Un capitolo a parte è il grano ucraino, per cui occorre evitare che l’afflusso di grandi quantità di prodotto sul mercato europeo possa far crollare le quotazioni, con il prezzo pagato agli agricoltori che rischia di scendere al di sotto dei costi di produzione. Su tanto Coldiretti propone di “utilizzare parte dei fondi Ue messi a disposizione per l’emergenza ucraina per acquistare e stoccare in magazzini europei i prodotti cerealicoli e, più in generale, prodotti agricoli da destinare ai Paesi colpiti da gravi emergenze alimentari”.
“In questo modo si eviterebbe la destabilizzazione del mercato comunitario – sottolinea l’organizzazione – e al tempo stesso si potrebbe valorizzare il ruolo geopolitico dell’Europa nella lotta all’insicurezza alimentare di queste aree, sulle quali cresce sempre più l’influenza di Paesi come la Russia”.
Coldiretti infine ribadisce la necessità di ridurre la dipendenza dall’estero utilizzando lo strumento degli accordi di filiera anche nell’ambito del Pnrr, con precisi obiettivi qualitativi e quantitativi, affinché siano garantiti agli agricoltori “prezzi equi che non scendano mai sotto i costi di produzione come prevede la nuova legge di contrasto alle pratiche sleali” con una spinta che può venire dalla Cun, Commissione Unica Nazionale, grano duro ma anche dalla promozione della pasta 100% italiana sostenendo l’intera filiera.

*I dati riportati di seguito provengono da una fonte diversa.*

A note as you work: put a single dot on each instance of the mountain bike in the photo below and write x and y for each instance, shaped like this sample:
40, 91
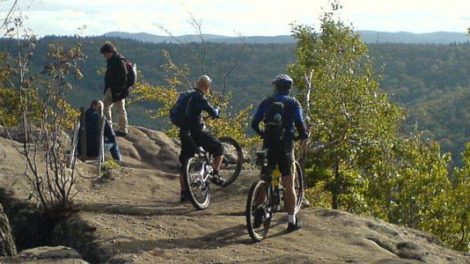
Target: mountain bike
265, 196
198, 171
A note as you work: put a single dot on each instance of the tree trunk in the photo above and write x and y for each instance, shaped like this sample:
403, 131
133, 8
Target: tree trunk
7, 243
336, 187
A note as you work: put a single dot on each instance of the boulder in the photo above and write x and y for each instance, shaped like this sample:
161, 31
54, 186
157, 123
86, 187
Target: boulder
58, 255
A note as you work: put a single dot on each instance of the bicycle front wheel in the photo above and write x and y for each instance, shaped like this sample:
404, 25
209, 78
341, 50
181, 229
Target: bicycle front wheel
299, 186
233, 160
196, 185
258, 211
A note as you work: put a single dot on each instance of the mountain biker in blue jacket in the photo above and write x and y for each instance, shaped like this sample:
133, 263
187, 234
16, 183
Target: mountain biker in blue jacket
281, 153
195, 133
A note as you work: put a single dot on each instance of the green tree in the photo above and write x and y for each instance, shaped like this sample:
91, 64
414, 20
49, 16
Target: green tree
349, 113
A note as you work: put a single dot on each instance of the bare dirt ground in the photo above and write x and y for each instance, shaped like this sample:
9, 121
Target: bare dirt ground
136, 218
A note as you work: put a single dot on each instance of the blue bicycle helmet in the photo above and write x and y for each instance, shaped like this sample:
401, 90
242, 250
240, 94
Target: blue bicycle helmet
283, 82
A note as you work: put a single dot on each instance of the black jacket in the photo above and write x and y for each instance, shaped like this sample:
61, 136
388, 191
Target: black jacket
93, 133
116, 77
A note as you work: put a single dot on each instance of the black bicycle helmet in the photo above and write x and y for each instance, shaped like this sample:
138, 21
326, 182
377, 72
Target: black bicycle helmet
283, 82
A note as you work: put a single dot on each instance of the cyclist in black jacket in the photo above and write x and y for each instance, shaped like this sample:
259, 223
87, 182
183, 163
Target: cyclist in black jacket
195, 133
281, 152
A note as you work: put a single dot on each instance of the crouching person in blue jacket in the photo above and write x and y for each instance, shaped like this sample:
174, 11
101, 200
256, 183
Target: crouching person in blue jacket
93, 116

La massiccia importazione di frumento da Paesi come Turchia, Russia e Ucraina rappresenta un’ulteriore e seria minaccia per le produzioni made in Italy. Crollano i prezzi all’origine e le semine nazionali sono al minimo storico.
Pertanto, serve maggiore trasparenza sui mercati e il riconoscimento dei costi ai cerealicoltori. Questa in sintesi la proposta di Cia – Agricoltori Italiani, ricordando le richieste già avanzate al Governo e sempre più in allarme per le sorti di un settore già costretto a lavorare in perdita e senza strumenti adeguati per risolvere la crisi.

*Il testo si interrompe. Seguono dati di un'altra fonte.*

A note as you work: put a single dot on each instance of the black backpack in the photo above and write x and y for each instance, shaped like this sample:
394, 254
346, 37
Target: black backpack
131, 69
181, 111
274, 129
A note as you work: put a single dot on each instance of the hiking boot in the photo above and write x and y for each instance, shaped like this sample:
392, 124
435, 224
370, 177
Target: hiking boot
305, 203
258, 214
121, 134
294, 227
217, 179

Cia fa riferimento “all’inconcepibile mancata istituzione del registro telematico sulle giacenze dei cereali, Granaio Italia, importante in termini di maggiore trasparenza e la cui entrata in vigore viene continuamente rinviata. Così come si attende da tempo uno strumento che certifichi i costi di produzione per definire, in modo chiaro, anche i termini di contrattazione”.
“L’Italia – precisa Cia – importa il 40% del fabbisogno di grano duro, il 65% di tenero e il 55% del mais. Eppure, nonostante la carenza di prodotto nazionale e la continua richiesta da parte dei consumatori di prodotti 100% italiani, le quotazioni dei maggiori cereali sono sempre più mortificanti per gli agricoltori. Oggi, considerando le ultime quotazioni sul grano duro pari a circa 34 euro al quintale e le rese degli agricoltori di circa 30 quintali a ettaro, si arriva di fatto a una produzione lorda vendibile di 1.100 euro a ettaro, ma con costi di produzione di gran lunga superiori ai 1.400 euro a ettaro“.
Non solo, i primi dati Cia sulle nuove semine “segnalano un preoccupante calo delle superfici coltivate a grano duro di circa 130 mila ettari” è scritto nella nota. Anche a causa dei cambiamenti climatici, si prospetta per il Paese un raccolto tra i più bassi di sempre. E la situazione non è differente per il grano tenero e il mais.
“Non è pensabile andare avanti senza politiche di contenimento da parte dell’Europa – afferma il presidente nazionale di Cia, Cristiano Fini – le aziende stanno abbandonando le colture. Le istituzioni tutte agiscano rapidamente, il Governo ci dia risposte immediate rispetto alle istanze presentate da troppo tempo, con un documento concreto di proposte, una mobilitazione in piazza e una petizione online salva grano made in Italy, che supera le 75mila firme. Non si trascurino ancora i rischi economici, sociali e ambientali di questa crisi, non solo per il comparto cerealicolo, ma per l’intero Paese”.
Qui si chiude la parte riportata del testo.